Abstract
There is strong evidence for a genetic contribution to non-syndromic congenital heart defects (CHDs). However, exome- and genome-wide studies conducted at the variant and gene-level have identified few genome-wide significant CHD-related genes. Gene-set analyses are a useful complement to such studies and candidate gene-set analyses of rare variants have provided insight into the genetics of CHDs. However, similar analyses have not been conducted using data on common genetic variants. Consequently, we conducted common variant analyses of 15 CHD candidate gene-sets, using data from two common types of CHDs: conotruncal heart defects (1431 cases) and left ventricular outflow tract defects (509 cases). After Bonferroni correction for evaluation of multiple gene-sets, the cytoskeletal gene-set was significantly associated with conotruncal heart defects (βS = 0.09; 95% confidence interval (CI) 0.03–0.15). This association was stronger when analyses were restricted to the sub-set of cytoskeletal genes that have been observed to harbor rare damaging genotypes in at least two CHD cases (βS = 0.32, 95% CI 0.08–0.56). These findings add to the evidence linking cytoskeletal genes to CHDs and suggest that, for cytoskeletal genes, common variation may contribute to the risk of CHDs.
Highlights
Congenital heart defects (CHDs) are the most common type of birth defect and are associated with significant morbidity and mortality [1,2,3]
A significant association was identified between the cytoskeletal gene-set and conotruncal heart defects (CTDs) (p = 0.001)

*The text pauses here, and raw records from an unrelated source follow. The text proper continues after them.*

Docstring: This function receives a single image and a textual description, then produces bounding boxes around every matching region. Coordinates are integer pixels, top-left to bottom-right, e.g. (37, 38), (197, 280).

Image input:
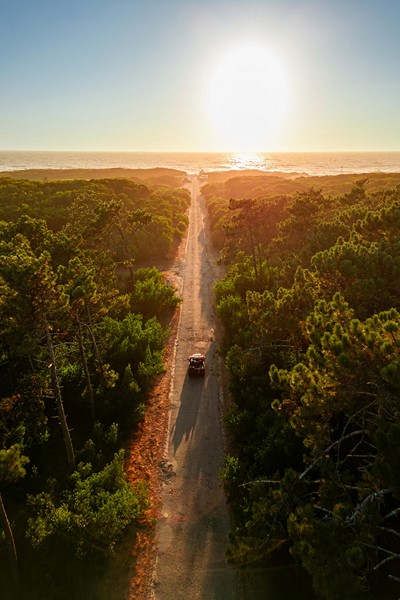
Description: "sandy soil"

(123, 177), (239, 600)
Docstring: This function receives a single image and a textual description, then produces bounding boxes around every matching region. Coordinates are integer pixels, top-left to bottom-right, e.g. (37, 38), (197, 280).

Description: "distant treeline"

In our analyses based on common variants, we found no evidence for association with the chromatin gene-set (CTDs, p = 0.15; left ventricular outflow tract defects (LVOTDs), p = 0.63; CTDs + LVOTDs, p = 0.57) and only modest evidence for association with the cilia-gene set (CTD only, p = 0.03; LVOTD only, p = 0.09; CTD + LVOTD, p = 0.04)
Summary
Congenital heart defects (CHDs) are the most common type of birth defect and are associated with significant morbidity and mortality [1,2,3]. The majority of individuals with a CHD appear to be non-syndromic [4,5]. Single nucleotide polymorphism (SNP)-level, genome-wide association studies (GWAS) of CHDs and common variants have identified several genomewide significant associations, few of these associations have been independently replicated [8]. Studies using generation sequencing data have revealed enrichment of potentially damaging de novo and rare inherited variants in specific gene classes. Genome-wide significant associations with rare variants have been identified for only a few individual genes. Analysis of whole exome sequence (WES) data from 2871 CHD case-parent trios identified only seven genes with an excess of rare, potentially damaging de novo and inherited variants that exceeded genome-wide significance [9]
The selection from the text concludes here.